Re: Will idle state retention trigger retract in dynamic table?

2018-08-21 Thread Fabian Hueske
Hi,

No, I don't think this behavior is weird.

If we would retract when idle state is discarded, the result would no
longer correspond to the query.
So we would produce incorrect results even if the removed state would never
by used again.

If you want to have consistent, exact results you need to either provide
the necessary resources to hold the complete state or configure idle state
retention in a way that the deleted state is not needed again.
Another solution that is not supported yet would be to change the semantics
of your query and move records that are older than a certain threshold.
In that case, the query would only operate on tail of the stream, e.g., the
last day or week.

Best, Fabian



2018-08-21 12:03 GMT+02:00 徐涛 :

> Hi Fabian,
> Is the behavior a bit weird? Because it leads to data inconsistency.
>
> Best,
> Henry
>
>
> 在 2018年8月21日,下午5:14,Fabian Hueske  写道:
>
> Hi,
>
> In the given example, article_id 123 will always remain in the external
> storage. The state is removed and hence it cannot be retracted anymore.
> Once the state was removed and the count reaches 10, a second record for
> article_id 123 will be emitted to the data store.
>
> As soon as you enable state retention and state is needed that was
> removed, the query result can become inconsistent.
>
> Best, Fabian
>
> 2018-08-21 10:52 GMT+02:00 徐涛 :
>
>> Hi Fabian,
>> SELECT article_id FROM praise GROUP BY article_id having count(1)>=10
>> If article_id 123 has 100 praises and remains its state in the dynamic
>> table ,and when the time passed, its state is removed, but later the
>> article_id 123 has never reached to 10 praises.
>> How can other program know that the state is been removed? Because the
>> sink currently has the praises count stored as 100, it is not consistent as
>> the dynamic table.
>>
>> Best,
>> Henry
>>
>>
>> 在 2018年8月21日,下午4:16,Fabian Hueske  写道:
>>
>> Hi,
>>
>> No, it won't. I will simply remove state that has not been accessed for
>> the configured time but not change the result.
>> For example, if you have a GROUP BY aggregation and the state for a
>> grouping key is removed, the operator will start a new aggregation if a
>> record with the removed grouping key arrives.
>>
>> Idle state retention is not meant to affect the semantics of a query.
>> The semantics of updating the result should be defined in the query,
>> e.g., with a WHERE clause that removes all records that are older than 1
>> day (note, this is not supported yet).
>>
>> Best, Fabian
>>
>> 2018-08-21 10:04 GMT+02:00 徐涛 :
>>
>>> Hi All,
>>> Will idle state retention trigger retract in dynamic table?
>>>
>>> Best,
>>> Henry
>>>
>>
>>
>>
>
>


Re: Will idle state retention trigger retract in dynamic table?

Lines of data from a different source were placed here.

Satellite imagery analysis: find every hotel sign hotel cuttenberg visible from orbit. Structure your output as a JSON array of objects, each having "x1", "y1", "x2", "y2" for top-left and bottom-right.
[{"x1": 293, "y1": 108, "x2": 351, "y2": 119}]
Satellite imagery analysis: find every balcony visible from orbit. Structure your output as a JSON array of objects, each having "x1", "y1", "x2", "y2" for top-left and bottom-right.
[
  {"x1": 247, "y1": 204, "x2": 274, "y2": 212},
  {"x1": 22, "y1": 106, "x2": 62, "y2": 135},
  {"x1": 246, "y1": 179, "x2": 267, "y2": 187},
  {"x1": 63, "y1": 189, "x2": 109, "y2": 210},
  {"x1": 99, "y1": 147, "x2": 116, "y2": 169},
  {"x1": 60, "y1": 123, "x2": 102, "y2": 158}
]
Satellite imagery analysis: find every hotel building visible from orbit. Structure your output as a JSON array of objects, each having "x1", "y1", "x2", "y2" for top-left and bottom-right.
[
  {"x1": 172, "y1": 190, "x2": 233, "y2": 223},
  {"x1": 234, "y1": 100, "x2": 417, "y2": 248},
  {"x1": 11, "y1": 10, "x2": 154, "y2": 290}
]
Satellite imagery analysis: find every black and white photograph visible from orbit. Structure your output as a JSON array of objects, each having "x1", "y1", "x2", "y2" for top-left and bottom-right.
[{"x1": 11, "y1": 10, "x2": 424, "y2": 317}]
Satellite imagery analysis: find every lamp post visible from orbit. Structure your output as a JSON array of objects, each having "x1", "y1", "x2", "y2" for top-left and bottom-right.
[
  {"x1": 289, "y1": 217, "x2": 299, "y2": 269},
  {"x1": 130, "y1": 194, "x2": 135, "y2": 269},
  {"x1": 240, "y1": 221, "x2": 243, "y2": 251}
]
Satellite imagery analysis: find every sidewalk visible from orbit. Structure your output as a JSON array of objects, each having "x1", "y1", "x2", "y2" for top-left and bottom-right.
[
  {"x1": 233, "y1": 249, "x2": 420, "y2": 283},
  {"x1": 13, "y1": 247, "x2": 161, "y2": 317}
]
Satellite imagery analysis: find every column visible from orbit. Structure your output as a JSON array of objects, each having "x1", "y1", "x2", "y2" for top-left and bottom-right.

2018-08-21 Thread Xingcan Cui
Hi Henry,

Idle state retention is just making a trade-off between the accuracy and the 
storage consumption. It can meet part of the calculation requirements in the 
stream environment, but not all. For instance, in your use case, if there 
exists a TTL for each article, their praise states can be safely removed after 
a period of time. Otherwise, inconsistencies are unavoidable.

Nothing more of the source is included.